OpenHexa, Bluesquare’s new Data Integration Platform
We often hear about the scarcity of health data coming from low resource countries. However, in the last decade, we at Bluesquare have experienced a significant increase in the volume of data collected through the expansion of software solutions such as DHIS2.
With the development of data transmission through multiple communication networks, it can become hard to keep track of all the data that public facilities, private actors, NGOs running campaigns, research projects or logistics systems collect. It is even harder to mobilize these various sources of data to create meaningful analysis and reports. Yet, these can help guide public health decisions.
To help solve this problem, Bluesquare is proud to introduce OpenHexa, our open-source data integration platform targeted at health data professionals.
Solving the key challenges of data processing : Exploration, Extraction, Visualisation
OpenHexa focuses on four key capabilities:
- Data exploration through the data catalog component. This allows users to browse, search and discuss data from different sources (S3 buckets, PostgreSQL databases, DHIS2 instances…). It will make possible the synchronization of data from different sources and formats.
- Collaborative interactive computing through the notebooks component, based on Jupyterhub, where users can create and share notebooks. This will allow software users to easily share their ideas and advancements across teams.
- Automated data extraction and transformation using the data pipelines component, which will greatly speed up the extraction processes.
- Data visualization through the visualization component. This provides an easy way to use OpenHexa data in different data visualization and business intelligence tools.

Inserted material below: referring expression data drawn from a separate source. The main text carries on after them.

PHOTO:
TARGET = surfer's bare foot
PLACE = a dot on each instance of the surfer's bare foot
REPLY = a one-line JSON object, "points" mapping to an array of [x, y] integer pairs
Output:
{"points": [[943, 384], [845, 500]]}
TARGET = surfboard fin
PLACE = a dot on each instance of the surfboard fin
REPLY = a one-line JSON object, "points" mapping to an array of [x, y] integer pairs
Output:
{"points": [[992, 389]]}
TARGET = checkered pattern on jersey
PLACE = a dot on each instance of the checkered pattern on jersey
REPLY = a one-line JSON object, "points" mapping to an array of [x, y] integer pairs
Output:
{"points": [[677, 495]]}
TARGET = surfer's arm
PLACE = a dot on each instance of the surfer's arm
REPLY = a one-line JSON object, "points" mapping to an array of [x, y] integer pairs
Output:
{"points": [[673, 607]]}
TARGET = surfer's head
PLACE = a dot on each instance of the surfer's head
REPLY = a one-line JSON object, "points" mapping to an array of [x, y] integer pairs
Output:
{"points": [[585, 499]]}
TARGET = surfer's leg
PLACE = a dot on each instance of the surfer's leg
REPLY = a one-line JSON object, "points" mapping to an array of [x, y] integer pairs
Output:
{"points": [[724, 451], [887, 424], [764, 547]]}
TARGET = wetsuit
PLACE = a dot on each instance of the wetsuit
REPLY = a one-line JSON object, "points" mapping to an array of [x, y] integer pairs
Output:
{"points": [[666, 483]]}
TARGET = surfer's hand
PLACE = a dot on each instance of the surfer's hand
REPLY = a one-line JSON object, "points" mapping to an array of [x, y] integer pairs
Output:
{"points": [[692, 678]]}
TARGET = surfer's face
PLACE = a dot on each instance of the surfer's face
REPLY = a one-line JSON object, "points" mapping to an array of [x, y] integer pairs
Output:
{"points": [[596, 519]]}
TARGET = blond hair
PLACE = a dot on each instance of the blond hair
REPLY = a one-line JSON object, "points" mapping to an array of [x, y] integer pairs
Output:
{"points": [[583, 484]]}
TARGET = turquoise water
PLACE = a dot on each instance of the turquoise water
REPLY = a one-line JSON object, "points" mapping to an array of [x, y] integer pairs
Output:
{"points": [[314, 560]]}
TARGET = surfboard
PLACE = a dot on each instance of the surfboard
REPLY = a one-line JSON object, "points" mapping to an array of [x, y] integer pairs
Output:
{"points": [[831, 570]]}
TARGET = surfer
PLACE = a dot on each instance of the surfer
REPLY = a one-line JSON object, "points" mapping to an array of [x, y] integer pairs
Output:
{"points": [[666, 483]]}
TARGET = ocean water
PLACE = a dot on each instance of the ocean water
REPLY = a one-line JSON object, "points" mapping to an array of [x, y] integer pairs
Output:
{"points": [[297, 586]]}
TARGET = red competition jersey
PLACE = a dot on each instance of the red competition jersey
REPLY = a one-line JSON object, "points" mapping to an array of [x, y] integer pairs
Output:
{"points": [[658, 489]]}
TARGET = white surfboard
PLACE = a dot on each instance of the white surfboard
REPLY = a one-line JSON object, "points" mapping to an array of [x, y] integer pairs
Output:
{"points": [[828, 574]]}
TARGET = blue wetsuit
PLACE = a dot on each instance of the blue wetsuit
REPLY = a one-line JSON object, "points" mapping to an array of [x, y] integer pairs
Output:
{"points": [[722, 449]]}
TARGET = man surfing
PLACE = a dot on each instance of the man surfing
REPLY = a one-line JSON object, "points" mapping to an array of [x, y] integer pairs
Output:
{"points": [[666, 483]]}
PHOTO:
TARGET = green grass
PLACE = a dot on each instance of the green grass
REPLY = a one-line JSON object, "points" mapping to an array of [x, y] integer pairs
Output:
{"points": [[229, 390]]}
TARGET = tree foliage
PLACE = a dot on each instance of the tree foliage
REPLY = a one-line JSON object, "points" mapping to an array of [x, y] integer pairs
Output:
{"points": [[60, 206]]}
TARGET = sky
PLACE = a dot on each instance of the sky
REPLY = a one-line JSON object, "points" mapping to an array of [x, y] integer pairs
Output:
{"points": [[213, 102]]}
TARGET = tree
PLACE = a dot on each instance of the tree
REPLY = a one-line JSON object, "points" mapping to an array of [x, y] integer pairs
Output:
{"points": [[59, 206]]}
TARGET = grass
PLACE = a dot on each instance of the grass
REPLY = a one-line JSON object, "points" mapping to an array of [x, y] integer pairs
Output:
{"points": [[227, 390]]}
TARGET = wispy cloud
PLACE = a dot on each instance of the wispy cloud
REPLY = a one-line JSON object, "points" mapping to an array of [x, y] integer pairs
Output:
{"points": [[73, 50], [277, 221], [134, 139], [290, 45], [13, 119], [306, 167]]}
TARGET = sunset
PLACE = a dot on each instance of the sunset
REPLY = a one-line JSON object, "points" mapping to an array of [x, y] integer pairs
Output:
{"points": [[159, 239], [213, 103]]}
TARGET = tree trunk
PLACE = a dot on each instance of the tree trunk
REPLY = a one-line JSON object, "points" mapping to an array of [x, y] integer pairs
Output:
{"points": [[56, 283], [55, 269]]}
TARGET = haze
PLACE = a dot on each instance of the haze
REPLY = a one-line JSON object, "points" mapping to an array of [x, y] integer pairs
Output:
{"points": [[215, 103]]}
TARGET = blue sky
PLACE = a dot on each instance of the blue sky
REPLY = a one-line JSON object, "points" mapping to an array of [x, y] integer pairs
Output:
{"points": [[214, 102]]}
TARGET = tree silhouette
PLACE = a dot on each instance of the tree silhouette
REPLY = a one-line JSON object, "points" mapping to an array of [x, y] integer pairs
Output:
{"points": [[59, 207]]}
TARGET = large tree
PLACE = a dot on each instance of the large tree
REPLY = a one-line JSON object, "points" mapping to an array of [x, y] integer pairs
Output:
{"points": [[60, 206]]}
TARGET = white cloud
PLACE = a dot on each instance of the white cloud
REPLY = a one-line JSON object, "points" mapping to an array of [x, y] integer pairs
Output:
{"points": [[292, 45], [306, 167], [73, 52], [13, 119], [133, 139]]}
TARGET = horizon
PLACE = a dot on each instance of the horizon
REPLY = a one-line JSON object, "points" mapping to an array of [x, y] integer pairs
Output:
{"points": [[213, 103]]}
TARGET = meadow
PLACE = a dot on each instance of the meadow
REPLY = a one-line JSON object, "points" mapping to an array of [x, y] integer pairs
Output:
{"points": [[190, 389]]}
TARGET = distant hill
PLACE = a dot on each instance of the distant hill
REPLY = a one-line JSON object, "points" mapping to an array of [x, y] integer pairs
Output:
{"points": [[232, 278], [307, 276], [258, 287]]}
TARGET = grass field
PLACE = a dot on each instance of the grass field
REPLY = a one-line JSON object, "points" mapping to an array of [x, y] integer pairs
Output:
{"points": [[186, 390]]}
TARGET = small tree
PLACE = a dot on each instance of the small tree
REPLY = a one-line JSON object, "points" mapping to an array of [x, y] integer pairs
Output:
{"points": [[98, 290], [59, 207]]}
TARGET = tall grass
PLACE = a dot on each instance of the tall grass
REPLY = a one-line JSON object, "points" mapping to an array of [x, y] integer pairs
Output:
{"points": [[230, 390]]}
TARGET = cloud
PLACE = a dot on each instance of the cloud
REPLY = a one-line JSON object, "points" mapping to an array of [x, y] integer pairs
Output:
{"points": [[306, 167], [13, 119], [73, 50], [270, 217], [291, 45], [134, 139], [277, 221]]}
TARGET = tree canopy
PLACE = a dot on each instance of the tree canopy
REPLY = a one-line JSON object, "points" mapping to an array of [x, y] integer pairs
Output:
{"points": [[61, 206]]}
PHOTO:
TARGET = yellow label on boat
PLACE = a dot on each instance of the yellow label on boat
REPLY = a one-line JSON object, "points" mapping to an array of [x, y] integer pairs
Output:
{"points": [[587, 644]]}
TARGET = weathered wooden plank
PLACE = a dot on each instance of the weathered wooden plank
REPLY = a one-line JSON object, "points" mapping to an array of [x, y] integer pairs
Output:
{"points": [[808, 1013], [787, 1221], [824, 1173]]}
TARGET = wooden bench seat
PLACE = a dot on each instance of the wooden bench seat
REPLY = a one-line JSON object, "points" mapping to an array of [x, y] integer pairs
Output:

OpenHexa also provides powerful access control features. These allow you to make sure that users can only see and work on specific data for which they have authorization.
A user oriented open source platform
By developing OpenHexa as an open-source platform, we are tackling two challenges:
- The lack of open-source integrated data platforms: there are many high-quality open-source software tools for data visualization, analysis or automation, but integrated platforms that combine the different aspects of data science tend to be proprietary, expensive, and plagued by opaque pricing structures.
- The brittleness of data workflows in public health projects: when working with health data, experts often face heterogeneous data, tasks that require manual operations, and siloed information, leading to disorganized analyses that are and difficult to reproduce .
OpenHexa offers a novel solution that is both integrated and 100% open-source (codebase available on Github). Bluesquare can host the platform in its cloud infrastructure, or you can deploy it yourself on any cloud provider.
Our aim with developing this platform is to offer our current and future partners a tool that enables programs and managers to automate processes that are often manual, time consuming and error-prone. We also had at heart to make it open source and to have a user friendly interface.
Are you as excited about the launch of Openhexa as we are? Participate in the development of the source code on Github or request a demo session with one of our experts.
Use case: Improving the national surveillance system for infectious diseases
While not limited to health-centric workflows, our platform has been developed with health data as the primary use case.
OpenHexa offers an ideal environment for local universities, analytical units within Ministries of Health, Institutes of Public Health, National Statistical Institutes or international partners to implement a wide variety of data analysis, at national or sub-national level.
As an example, let’s consider an epidemiologist who wants to improve the national surveillance system for infectious diseases. This system relies on weekly data collection on about 20 diseases collated at the district level. Each week, a data manager manually aggregates data and sends it to the national surveillance team at the MOH. Then analysts from the national surveillance team evaluate the data using Microsoft Excel and try to identify outbreaks.
How can OpenHexa improve this workflow?
- Using the data pipelines component, automated extraction pipelines are implemented to ensure that up-to-date data is consolidated every week. Current use cases include data coming from DHIS2, Excel systems, EpiData collection systems, Access databases
- Within the notebook component, a data scientist develops an outbreak detection algorithm in collaboration with national experts and academic teams and colleagues within and outside the country
- The data scientist can share the outbreak notebook with their colleagues and local experts
- The outbreak algorithm is then deployed as a data transformation pipeline and scheduled to run every week using the latest data
- Using a third-party visualization tool (such as Tableau or PowerBI) connected to OpenHexa, a data visualization expert creates a dashboard to visualize the outbreak data
- A local monitoring and evaluation team is trained to use the data integration platform, operate the outbreak detection code, and evaluate the data visualized in the dashboard, and oversees regular updates to the surveillance system. They can zoom on specific zones, compare outbreak cinetics from different years, articulate various relevant data series.
Thanks to OpenHexa, we have moved from a manual, error-prone process to an automated and reproducible solution. This allows in-country teams to generate better insights into district-level epidemiological trends.